First of all, she told me about the famous painter, Grandma Moses, who began her career in painting at the age of 70, and continued as a painter until she passed away at 103 years of age. “You never know when you will fulfill your potential. Perhaps while you focus on being a mother, you will not manage to be creative and famous. That is not a reason not to study something you would love to learn. And you never know where life will lead you”. At that time, my mother was working in a high tech company. She told me about a colleague there by the name of Zivah, a smart and capable woman. Zivah had always wanted to be a doctor but felt she could not navigate raising a family with her medical study. She buried her wish to become a doctor and studied computers instead. At age 38, she was still single. The frustration and disappointment of sacrificing the career she truly wanted for a family that did not materialize pained her to no end. “I could have finished medical school twice over,” she told my mother. A year later, she did get married and had two children. But she never fulfilled her professional dream. My mother asked me not to give in before I start. We have no idea where life will lead us. (COVID -19 has eminently shown this to us.) We should feel a personal responsibility to try to fulfill our human potential.

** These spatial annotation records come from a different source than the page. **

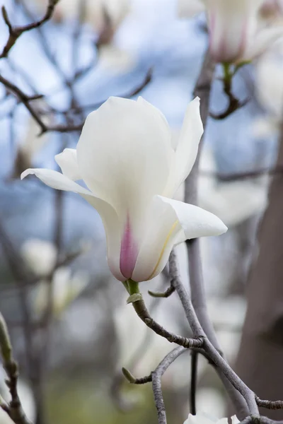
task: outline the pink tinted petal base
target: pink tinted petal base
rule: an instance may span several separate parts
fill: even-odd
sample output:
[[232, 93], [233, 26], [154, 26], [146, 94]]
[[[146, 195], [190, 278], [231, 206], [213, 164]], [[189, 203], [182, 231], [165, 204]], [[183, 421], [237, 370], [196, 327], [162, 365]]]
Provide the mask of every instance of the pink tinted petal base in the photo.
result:
[[121, 252], [120, 256], [120, 269], [126, 279], [132, 277], [139, 250], [134, 241], [129, 215], [124, 229], [124, 234], [121, 242]]

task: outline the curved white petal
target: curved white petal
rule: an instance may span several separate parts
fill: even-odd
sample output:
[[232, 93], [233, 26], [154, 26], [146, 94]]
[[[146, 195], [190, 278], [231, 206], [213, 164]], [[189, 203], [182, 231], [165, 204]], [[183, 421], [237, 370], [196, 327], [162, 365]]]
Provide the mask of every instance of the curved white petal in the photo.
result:
[[173, 153], [165, 118], [142, 98], [110, 98], [86, 119], [77, 146], [79, 167], [92, 192], [117, 211], [127, 278], [134, 266], [149, 205], [166, 184]]
[[175, 245], [227, 230], [222, 221], [210, 212], [161, 196], [154, 197], [147, 223], [132, 274], [135, 281], [150, 280], [158, 275]]
[[182, 228], [173, 209], [161, 201], [159, 196], [156, 196], [147, 216], [146, 230], [132, 274], [133, 280], [150, 280], [162, 271], [180, 231]]
[[105, 230], [109, 267], [116, 278], [124, 281], [125, 278], [120, 272], [120, 264], [122, 229], [118, 216], [112, 206], [57, 171], [28, 169], [22, 173], [21, 178], [23, 179], [30, 174], [36, 175], [42, 182], [53, 189], [78, 193], [97, 210]]
[[183, 241], [199, 237], [220, 235], [227, 231], [227, 227], [221, 219], [202, 208], [161, 196], [158, 197], [175, 211], [184, 232]]
[[197, 158], [203, 131], [200, 114], [200, 98], [195, 98], [187, 107], [175, 152], [175, 163], [164, 196], [172, 197], [190, 174]]
[[81, 179], [75, 148], [64, 148], [62, 153], [55, 155], [55, 160], [66, 177], [73, 181]]
[[25, 178], [27, 175], [33, 175], [37, 177], [46, 185], [57, 189], [58, 190], [64, 190], [65, 192], [74, 192], [80, 194], [86, 194], [91, 196], [92, 194], [89, 190], [84, 189], [76, 182], [74, 182], [66, 175], [63, 175], [61, 172], [54, 171], [53, 170], [47, 170], [42, 168], [29, 168], [22, 172], [21, 179]]
[[240, 423], [240, 421], [237, 418], [236, 416], [231, 416], [231, 419], [232, 420], [232, 424], [238, 424], [238, 423]]
[[177, 7], [179, 18], [192, 18], [205, 10], [202, 0], [178, 0]]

(VC) From your perspective, what advice would you give an individual to focus on or spiritual wealth or material legacy for forthcoming generations?
(Sheva) Material wealth is quite helpful. But I would never put the bulk of my efforts towards that goal. Today more than ever before, it is clear that wealth can evaporate before one’s eyes. I once thought that spirituality and wisdom that we acquire escort us throughout life. Today I feel we are unlikely to lose these, but it is not impossible.

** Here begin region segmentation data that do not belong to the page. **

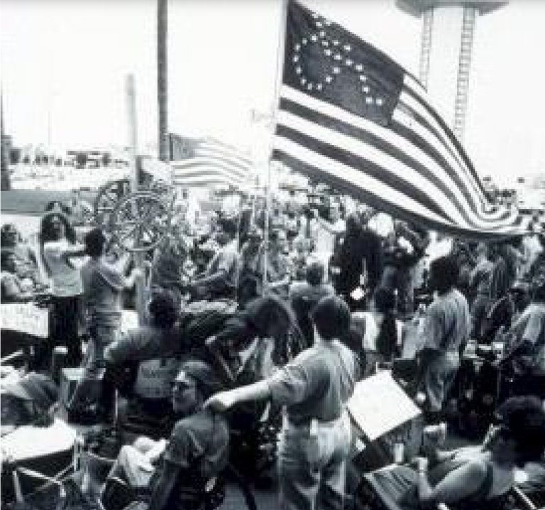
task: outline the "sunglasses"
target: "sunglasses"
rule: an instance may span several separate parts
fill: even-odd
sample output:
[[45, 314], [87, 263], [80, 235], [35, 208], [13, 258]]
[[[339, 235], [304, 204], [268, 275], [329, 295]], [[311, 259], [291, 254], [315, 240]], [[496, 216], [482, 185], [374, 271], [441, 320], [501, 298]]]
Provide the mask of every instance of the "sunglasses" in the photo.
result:
[[170, 384], [170, 389], [173, 393], [185, 391], [196, 386], [197, 384], [191, 381], [174, 381]]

I once met a woman in the street, who opened up her personal story to me. It was hard to put together what she said, but I eventually understood. She explained she had once been a very successful person. Unfortunately, she was in a car accident and suffered a brain injury that reduced her intelligence and mental capacity. It was to the point that she could no longer remember what brought her success before the injury. This encounter made me realize that even our intellect and spirituality may be lost.
Photo courtesy of Sheva Sabag
Therefore, what is most important is to do good things for each other. Our action lasts. Every person has a different role in this world. I am drawn to spirituality and creativity. But a person of material wealth may succeed in accomplishing in his way more than I could.
(VC) Thanks for your time Sheva, is there anything else you would like to share with our international audience?
(Sheva) I would like to wish everyone health, success, and all good. May we all get through this period in peace.